1. Use internal comms to circulate PR content
While the primary function of PR teams is to land your company public recognition, unless your organization is reading the publications you’re gaining placement in or attending the events you’ve scored speaking engagements at, they probably aren’t aware of any material that goes along with your PR effort. Leverage your internal communication channels—employee newsletters, leadership memos, a company intranet or workspace channel, departmental or all-hands meetings—to share recent coverage, events and speaking engagements.

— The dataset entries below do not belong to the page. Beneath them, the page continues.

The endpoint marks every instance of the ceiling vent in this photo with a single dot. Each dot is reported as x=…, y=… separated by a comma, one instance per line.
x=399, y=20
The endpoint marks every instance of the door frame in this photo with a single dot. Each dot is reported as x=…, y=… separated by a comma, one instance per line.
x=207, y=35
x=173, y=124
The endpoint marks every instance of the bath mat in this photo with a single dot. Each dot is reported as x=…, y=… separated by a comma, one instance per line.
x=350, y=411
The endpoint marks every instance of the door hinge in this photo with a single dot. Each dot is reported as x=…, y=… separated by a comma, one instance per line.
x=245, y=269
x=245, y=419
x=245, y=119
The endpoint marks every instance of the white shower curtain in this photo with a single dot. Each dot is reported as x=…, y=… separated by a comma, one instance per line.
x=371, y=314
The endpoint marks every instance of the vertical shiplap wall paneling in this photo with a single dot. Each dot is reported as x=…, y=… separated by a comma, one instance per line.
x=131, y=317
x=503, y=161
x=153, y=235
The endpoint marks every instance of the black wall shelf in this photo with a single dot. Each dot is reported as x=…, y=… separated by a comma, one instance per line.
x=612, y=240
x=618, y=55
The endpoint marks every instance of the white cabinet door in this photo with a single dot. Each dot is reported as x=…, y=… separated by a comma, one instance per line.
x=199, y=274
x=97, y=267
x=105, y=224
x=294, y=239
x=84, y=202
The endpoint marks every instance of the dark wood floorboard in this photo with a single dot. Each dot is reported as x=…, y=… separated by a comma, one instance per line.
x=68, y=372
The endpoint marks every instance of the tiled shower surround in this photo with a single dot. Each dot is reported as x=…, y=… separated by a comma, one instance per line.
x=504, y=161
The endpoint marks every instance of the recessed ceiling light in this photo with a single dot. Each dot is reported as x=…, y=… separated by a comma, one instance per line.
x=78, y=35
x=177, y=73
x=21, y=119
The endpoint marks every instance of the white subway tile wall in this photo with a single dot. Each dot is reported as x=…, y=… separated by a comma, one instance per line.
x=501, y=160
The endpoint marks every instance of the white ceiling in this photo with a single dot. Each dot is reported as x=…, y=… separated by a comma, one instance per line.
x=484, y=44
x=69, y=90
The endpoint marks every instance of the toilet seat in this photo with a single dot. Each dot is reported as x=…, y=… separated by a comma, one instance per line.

The goal is to provide direct access to any material related to PR activity and then encourage awareness in all teams. For sales in particular, the goal is to use and share PR material with prospects and customers at key moments in the customer journey. It also ensures that your sales teams are seeing the same thing that customers and prospects may come across and reference or have questions about.
Some examples of PR activity-related material are:
- Press coverage
- Public statements and press releases
- Mentions in external blogs or social media
- Executive bylines
- Presentation decks from speaking events
- Inclusion in reports from market research firms
- Award nominations or wins
2. Take advantage of media monitoring and social listening tools
PR teams are equipped with the right tools and resources to let them easily monitor the media landscape for trends, competitor activity and brand sentiment. The 24/7 news cycle means that your company and leaders always have a chance of being discussed in public forums, and your PR teams are often the first to be alerted when they are.
Social media listening tools allow PR teams to track exactly what customers think about you and how they’re discussing the brand and its competitors. By tuning into the conversations real-life customers and prospects are having, PR teams can arm sales with data and insights that may not be readily shared when they’re face-to-face with customers. Sales can leverage the insider knowledge gained through social listening tools to better craft the way they approach or communicate with customers to close deals, such as using specific keywords in conversation or addressing particular pain points more organically.
Like sharing positive or negative sentiment seen on social media, PR teams should be communicating any developing stories or trends within your industry or ancillary fields to support sales enablement. Having an open, direct line between the sales and PR teams offers a quick way to communicate any potential or existing news that could impact customer interaction (for better or worse). Sales staying abreast of what the PR team is seeing in the media landscape can help to proactively put into motion your crisis plan so you’re managing a situation rather than triaging adverse effects to sales effect. It can also equip sales with a forecast for upcoming shifts in industry, economics, competition or other trends they can use to their advantage in driving the customer journey.